The cost of alternative treatment varies with the practitioner. A single acupuncture session, for example, might range for $40 to $75. For a 45-minute homeopathic consultation, Dr. Tiekert charges $112.50; by comparison, he said, a 20 minute appointment with a conventional veterinary specialist might be $60 to $70.


In the larger veterinary community, the response to holistic medicine has ranged from benign indifference to outright condemnation. "I've heard people make comments that they didn't believe in this and they thought it was witchcraft, but that's certainly not the prevailing attitude," said John Freeman, president of the American Veterinary Medical Association, which has more than 61,000 members in the United States and Canada.

In 1996, the association issued a set of guidelines for the practice of alternative medicine. While the guidelines do not constitute an endorsement, Dr. Freeman said, they acknowledge the increasing demand by pet owners for nontraditional approaches, and the increasing interest among many vets - along with occasional acupuncturists and chiropractors - in providing them.

"There is some good anecdotal data out there to suggest these treatments are beneficial," he said, adding that further controlled studies and peer review are needed before a definitive evaluation can be made.

One of Dr. Fallek's current patients is Phoebe, a 5-year-old golden retriever mix who was hit by a car in November. As a result of the accident, in which two of her vertebrae were displaced, Phoebe's hindquarters were paralyzed. Chances of recovery were deemed poor, and Phoebe's owner, David Ulrich, a clinical psychologist who lives in Stamford and Lyme, Conn., was advised by another veterinarian to consider euthanasia. Then Mr. Ulrich's acupuncturist recommended Dr. Fallek, who began treating Phoebe with acupuncture, castor oil packs on her back, vitamins and nutritional supplements.

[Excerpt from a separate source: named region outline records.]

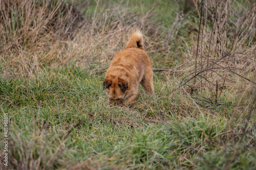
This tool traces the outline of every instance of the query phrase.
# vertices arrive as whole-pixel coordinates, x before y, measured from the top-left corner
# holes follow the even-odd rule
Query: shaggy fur
[[[109,104],[132,102],[138,95],[140,83],[146,93],[153,94],[152,66],[144,50],[141,32],[133,30],[125,47],[114,56],[106,70],[103,90],[106,90]]]

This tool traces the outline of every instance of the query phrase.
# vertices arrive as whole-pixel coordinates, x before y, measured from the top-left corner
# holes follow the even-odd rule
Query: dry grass
[[[255,167],[256,3],[202,1],[183,14],[178,2],[141,4],[141,12],[97,2],[81,10],[56,0],[0,2],[11,167],[227,169],[243,159]],[[161,15],[172,17],[160,22]],[[156,94],[141,91],[132,107],[110,107],[102,75],[134,26]]]

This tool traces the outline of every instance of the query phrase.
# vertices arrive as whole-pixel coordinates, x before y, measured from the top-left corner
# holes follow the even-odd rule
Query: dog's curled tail
[[[130,37],[129,41],[125,45],[125,48],[138,48],[144,50],[142,33],[137,28],[132,30],[132,35]]]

During a recent appointment with Dr. Fallek, Phoebe, who started to walk again `10 days after the treatment began, pranced around the Manhattan apartment borrowed for the occasion. The dog has recovered almost completely, Dr. Fallek said; x-rays of Phoebe's spine show the displaced vertebrae realigned.

Dr. Fallek coaxed Phoebe to lie on a mat and inserted 1 1/2 -inch-long acupuncture needles near the dog's spine, forming a ring around the site of the injury. "There are different meridians where energy runs through the body," Dr. Fallek said. "The Chinese see disease as a blockage of energy along the meridians, and what we do is try to unblock it."

She attached electrodes to the needles and applied low-level electrical stimulation, a procedure she described as painless. "The is helping the chi, or the energy pass through the obstruction," she explained. Phoebe's reaction to the procedure was to investigate whether the electrodes were edible.

"Relax, Phoebe," Mr. Ulrich said. "Just feel that energy pulsing through you." Then he and Dr. Fallek resumed their discussion of whether chi can be transmitted directly between people by touch. The treatment ended and Phoebe, liberated, was off and running.

Dr. Fallek, whose veterinary education was strictly Western, now makes holistic medicine the mainstay of her practice. "I think conventional medicine has its place," she said. "I just don't want to be the one to do it."